When vectors are parallel, they appear to be overlapping if viewed from the direction they are pointing. If you suspect two vectors might be parallel, check if one is a simple multiple of the other using their components. If you cannot find such a scalar, they are not parallel. In the provided exercise, none of the vectors are parallel to each other. Recognizing parallel vectors is crucial in many fields, where proportional relationships between vectors are analyzed.
Dot Product
The dot product is an operation that takes two vectors and returns a single number, a scalar, which gives important information about the vectors' interaction.\[ \mathbf{a} \cdot \mathbf{b} = a_1b_1 + a_2b_2 + a_3b_3 \]
  • When the dot product is zero, the vectors are perpendicular.
  • If the dot product is positive, vectors point in more or less the same direction.
  • A negative dot product suggests the vectors point in opposite directions.
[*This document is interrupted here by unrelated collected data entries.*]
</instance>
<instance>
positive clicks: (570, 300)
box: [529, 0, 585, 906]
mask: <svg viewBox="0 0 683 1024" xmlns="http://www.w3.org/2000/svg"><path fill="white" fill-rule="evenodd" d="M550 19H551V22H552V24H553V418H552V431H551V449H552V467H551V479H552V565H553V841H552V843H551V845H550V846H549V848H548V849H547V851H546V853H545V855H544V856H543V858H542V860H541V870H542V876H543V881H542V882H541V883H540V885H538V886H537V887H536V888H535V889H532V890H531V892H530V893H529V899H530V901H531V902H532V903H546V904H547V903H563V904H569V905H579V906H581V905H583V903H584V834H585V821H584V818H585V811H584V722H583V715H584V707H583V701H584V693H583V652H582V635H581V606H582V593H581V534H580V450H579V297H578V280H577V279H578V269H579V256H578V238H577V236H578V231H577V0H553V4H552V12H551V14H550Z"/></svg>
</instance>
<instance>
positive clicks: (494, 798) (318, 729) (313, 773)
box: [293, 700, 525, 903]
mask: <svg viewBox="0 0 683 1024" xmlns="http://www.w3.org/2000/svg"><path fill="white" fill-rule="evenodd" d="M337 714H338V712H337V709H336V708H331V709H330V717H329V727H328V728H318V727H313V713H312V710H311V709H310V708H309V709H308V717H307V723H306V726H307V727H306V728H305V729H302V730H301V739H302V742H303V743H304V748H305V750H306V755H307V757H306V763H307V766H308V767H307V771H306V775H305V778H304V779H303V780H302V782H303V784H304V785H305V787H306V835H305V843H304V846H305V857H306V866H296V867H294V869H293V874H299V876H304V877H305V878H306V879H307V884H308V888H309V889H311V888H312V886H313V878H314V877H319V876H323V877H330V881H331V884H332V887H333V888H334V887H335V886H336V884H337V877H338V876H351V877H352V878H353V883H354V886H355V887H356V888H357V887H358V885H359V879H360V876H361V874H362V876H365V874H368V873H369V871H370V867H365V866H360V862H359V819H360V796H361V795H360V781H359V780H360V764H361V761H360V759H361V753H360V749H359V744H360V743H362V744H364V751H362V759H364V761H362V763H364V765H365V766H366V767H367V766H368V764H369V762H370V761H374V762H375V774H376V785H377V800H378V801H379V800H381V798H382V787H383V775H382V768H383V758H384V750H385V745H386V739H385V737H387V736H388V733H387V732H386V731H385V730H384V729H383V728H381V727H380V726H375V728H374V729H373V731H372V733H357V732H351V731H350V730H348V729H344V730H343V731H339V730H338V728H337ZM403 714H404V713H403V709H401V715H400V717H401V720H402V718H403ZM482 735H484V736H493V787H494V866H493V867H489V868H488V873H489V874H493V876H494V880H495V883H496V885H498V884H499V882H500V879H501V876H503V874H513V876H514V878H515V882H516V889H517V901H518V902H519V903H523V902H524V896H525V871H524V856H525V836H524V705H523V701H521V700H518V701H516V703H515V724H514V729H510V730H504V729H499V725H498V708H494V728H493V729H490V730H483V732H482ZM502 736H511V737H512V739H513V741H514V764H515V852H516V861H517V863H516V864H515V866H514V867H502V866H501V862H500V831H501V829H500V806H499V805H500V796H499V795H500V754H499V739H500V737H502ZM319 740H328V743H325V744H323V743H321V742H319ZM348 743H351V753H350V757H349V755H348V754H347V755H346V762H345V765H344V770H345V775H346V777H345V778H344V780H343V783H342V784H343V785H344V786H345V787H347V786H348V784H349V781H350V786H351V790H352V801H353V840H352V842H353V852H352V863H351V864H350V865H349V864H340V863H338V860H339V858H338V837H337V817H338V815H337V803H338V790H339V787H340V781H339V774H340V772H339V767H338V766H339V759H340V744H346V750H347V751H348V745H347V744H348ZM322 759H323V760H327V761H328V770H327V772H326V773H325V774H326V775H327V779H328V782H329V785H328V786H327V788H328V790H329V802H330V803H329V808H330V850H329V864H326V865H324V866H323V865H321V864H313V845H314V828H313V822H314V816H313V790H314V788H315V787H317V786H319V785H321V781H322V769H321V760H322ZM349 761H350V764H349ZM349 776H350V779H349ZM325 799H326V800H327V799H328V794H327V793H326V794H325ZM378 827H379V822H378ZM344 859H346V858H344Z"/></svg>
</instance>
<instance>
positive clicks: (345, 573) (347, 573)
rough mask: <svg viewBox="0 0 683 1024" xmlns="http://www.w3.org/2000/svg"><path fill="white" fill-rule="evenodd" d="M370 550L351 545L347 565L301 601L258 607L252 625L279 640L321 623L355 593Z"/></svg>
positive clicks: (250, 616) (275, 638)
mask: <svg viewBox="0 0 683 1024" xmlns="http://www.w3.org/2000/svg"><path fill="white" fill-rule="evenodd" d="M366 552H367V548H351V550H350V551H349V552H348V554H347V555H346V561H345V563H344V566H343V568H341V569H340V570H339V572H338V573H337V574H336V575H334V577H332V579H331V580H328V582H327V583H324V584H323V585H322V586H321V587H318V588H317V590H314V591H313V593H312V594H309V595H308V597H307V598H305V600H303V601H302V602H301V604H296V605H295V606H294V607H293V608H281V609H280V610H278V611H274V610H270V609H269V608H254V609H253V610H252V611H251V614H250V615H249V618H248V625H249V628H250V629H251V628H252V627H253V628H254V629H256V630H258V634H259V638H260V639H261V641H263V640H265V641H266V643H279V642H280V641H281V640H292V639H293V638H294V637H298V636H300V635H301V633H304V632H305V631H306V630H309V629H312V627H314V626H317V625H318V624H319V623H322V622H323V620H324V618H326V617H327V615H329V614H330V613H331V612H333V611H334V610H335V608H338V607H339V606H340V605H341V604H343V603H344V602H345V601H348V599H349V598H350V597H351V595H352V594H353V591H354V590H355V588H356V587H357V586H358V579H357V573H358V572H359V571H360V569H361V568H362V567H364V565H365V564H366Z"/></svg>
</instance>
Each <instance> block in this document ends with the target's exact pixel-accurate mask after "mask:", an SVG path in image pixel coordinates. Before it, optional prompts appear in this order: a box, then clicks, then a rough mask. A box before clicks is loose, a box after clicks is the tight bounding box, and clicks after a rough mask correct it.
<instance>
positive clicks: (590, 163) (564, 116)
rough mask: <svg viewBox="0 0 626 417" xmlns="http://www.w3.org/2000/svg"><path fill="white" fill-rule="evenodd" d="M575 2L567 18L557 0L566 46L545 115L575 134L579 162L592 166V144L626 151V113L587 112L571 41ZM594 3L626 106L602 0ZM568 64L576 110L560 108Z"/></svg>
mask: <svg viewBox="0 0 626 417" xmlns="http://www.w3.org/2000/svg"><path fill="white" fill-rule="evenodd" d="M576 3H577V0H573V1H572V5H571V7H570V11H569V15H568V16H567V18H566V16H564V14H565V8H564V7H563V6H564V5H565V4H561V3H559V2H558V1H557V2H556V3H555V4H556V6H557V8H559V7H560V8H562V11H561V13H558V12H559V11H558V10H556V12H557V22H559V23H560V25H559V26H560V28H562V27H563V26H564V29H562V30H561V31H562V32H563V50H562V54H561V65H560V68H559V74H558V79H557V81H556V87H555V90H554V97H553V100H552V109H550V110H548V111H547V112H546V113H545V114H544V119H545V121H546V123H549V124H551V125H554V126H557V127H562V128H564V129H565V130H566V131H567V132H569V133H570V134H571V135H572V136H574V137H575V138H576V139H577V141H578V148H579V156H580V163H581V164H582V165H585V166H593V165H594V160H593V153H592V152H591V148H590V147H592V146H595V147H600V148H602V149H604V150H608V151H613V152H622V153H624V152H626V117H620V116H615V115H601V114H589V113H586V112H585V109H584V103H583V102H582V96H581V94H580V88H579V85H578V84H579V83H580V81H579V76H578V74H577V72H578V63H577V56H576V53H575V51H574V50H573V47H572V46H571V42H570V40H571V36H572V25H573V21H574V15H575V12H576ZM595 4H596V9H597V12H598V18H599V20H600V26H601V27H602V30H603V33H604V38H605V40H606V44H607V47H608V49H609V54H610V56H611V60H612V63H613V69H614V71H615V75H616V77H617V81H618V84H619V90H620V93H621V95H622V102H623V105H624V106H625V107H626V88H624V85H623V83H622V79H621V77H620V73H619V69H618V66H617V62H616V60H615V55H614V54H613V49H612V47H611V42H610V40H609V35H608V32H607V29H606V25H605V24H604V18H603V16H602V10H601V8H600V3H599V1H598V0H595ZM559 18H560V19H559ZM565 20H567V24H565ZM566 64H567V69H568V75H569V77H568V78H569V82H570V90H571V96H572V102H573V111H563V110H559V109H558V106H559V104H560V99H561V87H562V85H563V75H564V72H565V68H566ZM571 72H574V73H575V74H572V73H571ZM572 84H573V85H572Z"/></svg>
The dot product is not only useful for determining perpendicular vectors but also for finding angles between vectors and their projections. It is a building block for more advanced vector operations and has broad applications, such as in physics for calculating work done along a force direction.
Scalar Multiplication
Scalar multiplication involves multiplying a vector by a scalar (a single number). This operation scales the vector's magnitude without changing its direction.
  • If \( c \) is a scalar and \( \mathbf{a} \) is a vector, then \( c \mathbf{a} \) is a new vector obtained by multiplicating each component of \( \mathbf{a} \) by \( c \).
For example, if \( \mathbf{a} = 3\mathbf{i} + 4\mathbf{j} \) and we multiply it by 2, the resulting vector would be \( 6\mathbf{i} + 8\mathbf{j} \). Scalar multiplication is fundamental in determining parallel vectors and simplifies the description of vector relationships where proportional scaling is necessary, such as in graphical transformations and physics.